Кассиди в упор глядел на Клэр, словно пытаясь запечатлеть в памяти выражение лица женщины. Затем отпустил ее волосы и вышел, бросив через плечо:
— Это были вы, Клэр.
Зазвонил телефон, и Андре Филиппи виновато вскочил, захлопнув ящик стола. Звонок был словно укор, напоминавший, что Андре любуется фотографией своей возлюбленной в рабочее время. Он взял трубку и бодро и деловито представился.
— Чем могу служить?
— Bonsoir
[3]
, Andre.
— Bonsoir, — ответил он уже более мягким тоном, мгновенно узнав этот голос, хотя он был тихим и сдавленным. — Как ты?

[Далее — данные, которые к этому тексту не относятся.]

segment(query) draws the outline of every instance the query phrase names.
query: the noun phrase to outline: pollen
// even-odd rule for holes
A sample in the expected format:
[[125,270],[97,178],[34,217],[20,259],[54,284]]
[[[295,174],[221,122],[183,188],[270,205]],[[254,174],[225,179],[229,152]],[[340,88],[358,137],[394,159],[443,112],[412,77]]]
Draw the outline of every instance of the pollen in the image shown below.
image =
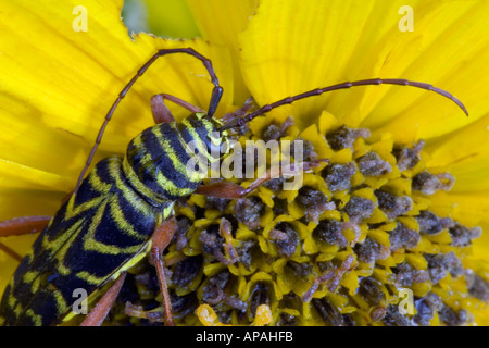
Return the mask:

— Все еще не могу прийти в себя после случившегося на позапрошлой неделе.
Рот Андре тронула сочувственная улыбка.
— Да, жуткая была ночка.
— Я звоню поблагодарить тебя еще раз за молчание.
— Уверяю тебя, не стоит благодарности. У меня не возникло никаких проблем с полицией. Они согнали моих постояльцев, словно стадо, и задавали им вопросы, как уголовникам.
— Ты позаботился обо мне?
— Не стоит волноваться. Нет никаких записей о твоем пребывании здесь в ту ночь.
— А кто-нибудь спрашивал тебя об… об этом?
— Полиция, — с отвращением ответил Андре. — И еще я говорил с человеком по имени Кассиди.